# What are you bringing to the CYCLONE COASTER SWAPMEET? 11/5



## Robertriley (Oct 28, 2017)

What are you bringing to the CYCLONE COASTER SWAPMEET? 11/5  

I'm bringing at least one bike, not sure which one.  Rims, bars, racks, maybe a 2sp setup.  I will post some pics Sunday or Monday.


----------



## Robertriley (Oct 30, 2017)

Here's some of the stuff that I may be bringing to the swap meet.  Mark, Scott, Steve, Marty, how about you guys?


----------



## rustjunkie (Oct 30, 2017)

ND 2speed DD wheel, looks like a Murray rim spoked with stainless steel sticks, missing a nipple. Nutless but has reaction disc and actuator _AND _the correct lockring with small diameter hole


----------



## Robertriley (Oct 30, 2017)

Very nice Scott, what about you FordMike?


----------



## rustjunkie (Oct 30, 2017)

Robertriley said:


> Very nice Scott, what about you FordMike?




Not ineterested eh?


----------



## tripple3 (Oct 30, 2017)

I'l bring anything anyone wants to offer me Stupid Money for; LMK


----------



## fordmike65 (Oct 30, 2017)

tripple3 said:


> I'l bring anything anyone wants to offer me Stupid Money for; LMK



Sounds like you've been hanging with Chris H(RRp


----------



## Robertriley (Oct 30, 2017)

rustjunkie said:


> Not ineterested eh?



I think I'm selling mine there too


----------



## New Mexico Brant (Nov 3, 2017)

Some smalls I will be bringing:


----------



## markivpedalpusher (Nov 3, 2017)

I starting digging out some stuff last night. LOTS of John's tires and smalls. I will post a pic before Sunday if I have time.


----------



## New Mexico Brant (Nov 4, 2017)

Packed and ready, driving across Arizona:


----------



## FULLYLOADED (Nov 4, 2017)

New Mexico Brant said:


> Packed and ready, driving across Arizona:
> 
> View attachment 702905
> View attachment 702904



The streamliner for sale? at the swap?

Sent from my SM-G935V using Tapatalk


----------



## fordmike65 (Nov 4, 2017)

Anyone interested in a solid crusty rider? Saddle could use a lil love.

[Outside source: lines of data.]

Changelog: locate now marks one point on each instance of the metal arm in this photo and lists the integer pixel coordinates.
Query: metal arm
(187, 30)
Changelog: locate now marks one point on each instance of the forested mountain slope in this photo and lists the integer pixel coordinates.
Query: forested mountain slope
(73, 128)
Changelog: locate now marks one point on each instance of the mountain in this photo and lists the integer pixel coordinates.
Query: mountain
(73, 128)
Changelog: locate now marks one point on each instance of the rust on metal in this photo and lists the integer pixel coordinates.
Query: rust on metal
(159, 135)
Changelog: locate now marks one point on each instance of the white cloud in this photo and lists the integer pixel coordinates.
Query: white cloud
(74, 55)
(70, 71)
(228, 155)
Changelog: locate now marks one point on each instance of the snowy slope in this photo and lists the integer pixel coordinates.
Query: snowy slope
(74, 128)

Or a fully serviced rider for that lucky lady?


----------



## Velocipedist Co. (Nov 4, 2017)

Robertriley said:


> Here's some of the stuff that I may be bringing to the swap meet.  Mark, Scott, Steve, Marty, how about you guys?
> 
> View attachment 700430 View attachment 700433 View attachment 700435 View attachment 700436 View attachment 700438




 Haven't started packing yet.  Definitely going though!


----------



## Robertriley (Nov 4, 2017)

Here some more photos of the seats.  No prices yet and I'm not taking dibs on anything either.


----------



## Robertriley (Nov 4, 2017)

More crap.


----------



## keith kodish (Nov 4, 2017)

rustjunkie said:


> ND 2speed DD wheel, looks like a Murray rim spoked with stainless steel sticks, missing a nipple. Nutless but has reaction disc and actuator _AND _the correct lockring with small diameter hole
> 
> View attachment 700457 View attachment 700458 View attachment 700459 View attachment 700460 View attachment 700461 View attachment 700462



What are you asking for the 2 speed wheel?

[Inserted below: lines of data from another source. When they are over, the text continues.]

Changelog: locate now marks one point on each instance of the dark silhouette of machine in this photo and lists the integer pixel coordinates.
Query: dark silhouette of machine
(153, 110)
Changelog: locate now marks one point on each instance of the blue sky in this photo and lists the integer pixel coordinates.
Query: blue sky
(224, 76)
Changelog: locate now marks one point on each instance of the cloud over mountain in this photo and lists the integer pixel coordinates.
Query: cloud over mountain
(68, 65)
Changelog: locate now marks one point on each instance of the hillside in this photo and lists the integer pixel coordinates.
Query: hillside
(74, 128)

Sent from my SM-G950U using Tapatalk


----------



## Robertriley (Nov 4, 2017)

Last box of goodies


----------



## Robertriley (Nov 4, 2017)

Anyone bringing any SM front hubs?


----------



## old hotrod (Nov 4, 2017)

Loading up...







Sent from my SM-G930V using Tapatalk


----------



## old hotrod (Nov 4, 2017)

old hotrod said:


> Loading up...View attachment 703203View attachment 703204View attachment 703205
> 
> Sent from my SM-G930V using Tapatalk[


----------



## keith kodish (Nov 4, 2017)

Looking  for a 37-39 men's Shelby frame set,guard,help me out! Will be there early!

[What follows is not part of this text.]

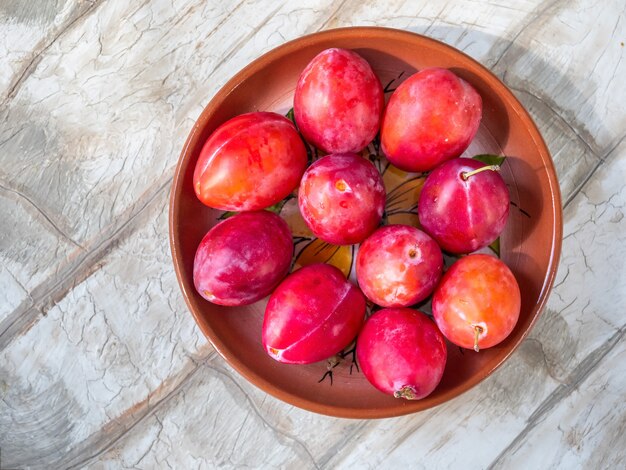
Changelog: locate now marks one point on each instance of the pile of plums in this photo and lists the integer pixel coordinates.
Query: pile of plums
(255, 160)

Sent from my SM-G950U using Tapatalk


----------



## jungleterry (Nov 5, 2017)

Looking for a 41 western flyer roadmaster like this one .


----------



## jungleterry (Nov 5, 2017)

Hope someone can add pictures during the meet maybe some of us on the east coast can find a treasure or two . Thanks guys


----------



## Robertriley (Nov 5, 2017)

I really didn't get much time to get away to shop or get photos.  Bernard took some photos and I'm sure they will pop up here or on FB


----------



## jungleterry (Nov 5, 2017)

Got some nice pics up there thank you guys


----------